Dozens Killed in Egypt Clashes...Crisis ContinuesThe Egyptian military said "a terrorist group" had tried to storm the building. One army officer had been killed and 40 wounded, the military said.

Murad Ali of the Brotherhood's Freedom and Justice Party said 34 Mursi supporters had been killed. He said shooting broke out in the early morning while Islamists staged a sit-in outside the Republican Guard barracks.
According to the protesters, Egyptian troops and police early Monday used guns and teargas to disperse supporters Mursi outside the Republican Guard headquarters in Cairo.
"I saw with my own eyes the people who they shot at" one protester said, adding that several people had been injured.
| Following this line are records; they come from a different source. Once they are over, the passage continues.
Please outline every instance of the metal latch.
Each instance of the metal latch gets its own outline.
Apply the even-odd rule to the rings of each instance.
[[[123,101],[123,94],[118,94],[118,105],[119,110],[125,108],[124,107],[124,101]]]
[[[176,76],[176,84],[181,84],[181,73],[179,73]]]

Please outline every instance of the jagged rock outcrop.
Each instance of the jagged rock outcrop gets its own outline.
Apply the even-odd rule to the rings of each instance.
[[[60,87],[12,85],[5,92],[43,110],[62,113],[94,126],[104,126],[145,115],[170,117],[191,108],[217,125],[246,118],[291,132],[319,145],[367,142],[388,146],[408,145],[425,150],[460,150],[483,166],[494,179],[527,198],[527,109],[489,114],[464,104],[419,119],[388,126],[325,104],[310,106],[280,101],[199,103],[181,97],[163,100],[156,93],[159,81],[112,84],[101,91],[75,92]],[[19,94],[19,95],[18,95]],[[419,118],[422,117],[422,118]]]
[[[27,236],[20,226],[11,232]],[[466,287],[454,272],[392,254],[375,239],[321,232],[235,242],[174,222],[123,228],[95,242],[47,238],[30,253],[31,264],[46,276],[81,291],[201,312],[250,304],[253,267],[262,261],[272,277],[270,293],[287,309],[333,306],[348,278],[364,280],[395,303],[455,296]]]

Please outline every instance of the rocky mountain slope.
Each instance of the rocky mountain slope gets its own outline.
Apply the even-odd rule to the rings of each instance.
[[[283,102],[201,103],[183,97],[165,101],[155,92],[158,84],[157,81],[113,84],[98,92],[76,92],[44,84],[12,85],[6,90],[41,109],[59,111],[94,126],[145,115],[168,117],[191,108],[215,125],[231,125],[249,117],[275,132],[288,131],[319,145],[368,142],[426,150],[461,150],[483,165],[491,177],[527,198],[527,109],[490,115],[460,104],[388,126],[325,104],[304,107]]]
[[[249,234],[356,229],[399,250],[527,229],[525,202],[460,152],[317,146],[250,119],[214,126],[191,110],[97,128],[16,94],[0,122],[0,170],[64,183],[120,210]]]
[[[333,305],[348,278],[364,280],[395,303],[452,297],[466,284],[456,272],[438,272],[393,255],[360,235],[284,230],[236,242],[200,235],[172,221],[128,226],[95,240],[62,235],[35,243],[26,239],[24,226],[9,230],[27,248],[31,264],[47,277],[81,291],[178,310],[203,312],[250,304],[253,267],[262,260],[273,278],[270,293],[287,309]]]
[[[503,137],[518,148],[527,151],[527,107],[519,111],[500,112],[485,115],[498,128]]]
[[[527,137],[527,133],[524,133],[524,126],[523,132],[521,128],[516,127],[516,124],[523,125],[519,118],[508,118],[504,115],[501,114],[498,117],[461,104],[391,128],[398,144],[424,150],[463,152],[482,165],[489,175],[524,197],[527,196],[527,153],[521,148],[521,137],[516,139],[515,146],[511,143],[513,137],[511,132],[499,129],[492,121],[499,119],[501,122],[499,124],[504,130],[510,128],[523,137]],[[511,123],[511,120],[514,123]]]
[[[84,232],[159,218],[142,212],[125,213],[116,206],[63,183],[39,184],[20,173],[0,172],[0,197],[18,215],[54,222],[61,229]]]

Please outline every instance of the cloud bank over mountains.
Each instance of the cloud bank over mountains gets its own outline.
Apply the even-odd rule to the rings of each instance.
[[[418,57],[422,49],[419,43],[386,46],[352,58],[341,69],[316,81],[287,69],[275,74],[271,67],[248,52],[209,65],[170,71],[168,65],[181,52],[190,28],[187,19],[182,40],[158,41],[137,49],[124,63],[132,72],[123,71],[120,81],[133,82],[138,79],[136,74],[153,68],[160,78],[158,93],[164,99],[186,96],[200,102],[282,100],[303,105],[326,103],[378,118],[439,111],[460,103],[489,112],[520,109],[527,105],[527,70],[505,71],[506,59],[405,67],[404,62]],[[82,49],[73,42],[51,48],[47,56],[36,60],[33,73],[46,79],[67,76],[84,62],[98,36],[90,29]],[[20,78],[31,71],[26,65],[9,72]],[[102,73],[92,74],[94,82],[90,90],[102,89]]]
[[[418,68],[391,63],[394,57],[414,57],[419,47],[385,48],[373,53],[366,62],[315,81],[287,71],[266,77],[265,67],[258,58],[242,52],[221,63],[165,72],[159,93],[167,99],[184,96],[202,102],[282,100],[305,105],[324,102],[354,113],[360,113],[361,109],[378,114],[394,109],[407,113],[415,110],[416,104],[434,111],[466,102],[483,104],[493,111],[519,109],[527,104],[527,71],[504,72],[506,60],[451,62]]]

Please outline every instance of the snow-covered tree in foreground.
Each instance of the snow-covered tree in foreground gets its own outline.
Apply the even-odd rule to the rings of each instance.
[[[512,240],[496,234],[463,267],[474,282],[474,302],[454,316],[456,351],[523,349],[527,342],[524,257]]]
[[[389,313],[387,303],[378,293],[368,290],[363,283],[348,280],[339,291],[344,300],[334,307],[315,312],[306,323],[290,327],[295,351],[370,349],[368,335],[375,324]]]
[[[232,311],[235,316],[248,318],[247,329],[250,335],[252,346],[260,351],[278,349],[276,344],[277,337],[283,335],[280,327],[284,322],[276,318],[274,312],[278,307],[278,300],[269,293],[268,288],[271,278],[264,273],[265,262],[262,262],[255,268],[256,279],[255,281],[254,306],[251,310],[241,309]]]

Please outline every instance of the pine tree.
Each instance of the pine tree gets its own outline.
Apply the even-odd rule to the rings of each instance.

A fellow protester said the security forces fired bullets into the air and threw several teargas grenades.

"They wanted to disperse the protesters" who were determined to stage an indefinite sit-in, according to the protester.
On Friday at the same spot, four pro-Mursi supporters were shot dead by soldiers.
Tens of thousands of demonstrators are on the streets of Egyptian cities in rival shows of force by supporters and opponents of Mohammed Mursi, ousted as president by the military last week.
Mursi's supporters gathered outside a mosque and a barracks in Cairo to demand his reinstatement.

Meanwhile, the man's anti- protesters rally in the capital's Tahrir Square.
Mursi, is in detention, along with some senior Muslim Brotherhood figures.
He was replaced on Thursday by Adly Mansour - the head of the Supreme Constitutional Court - who promised to hold elections soon but gave no date.
The military has deployed troops in Cairo and other locations. More than 30 people were killed and about 1,000 people injured across Egypt in protests on Friday.

Mursi' supporters have been camped outside the Rabaa al-Adawiya mosque in Cairo for more than a week. On Sunday, thousands marched from the mosque to the barracks of the Presidential Guard, where they believe Mursi is being held.
Another group of pro-Mursi marchers have headed for the ministry of defense.
Tamarod, the opposition movement whose name means "rebel" in Arabic, called on its supporters to rally in Tahrir Square and at the Ittihadiya presidential palace.

Egypt military planes flew overhead, trailing plumes of smoke in red, white and black, the colors of the national flag.
Meanwhile, a presidential spokesman has told Egyptian TV channels that business lawyer Ziad Bahaa Eldin is "very likely" to be appointed as interim prime minister.

On Friday, Egypt's state news agency said pro-reform leader Mohamed al-Baradei would be named as interim premier.

Tamarod has tweeted that it will not accept anyone except al-Baradei, a Nobel laureate and former head of the UN nuclear agency, as prime minister.
However, the ultra-conservative Salafist al-Nour party is said to be unhappy with al-Baradei.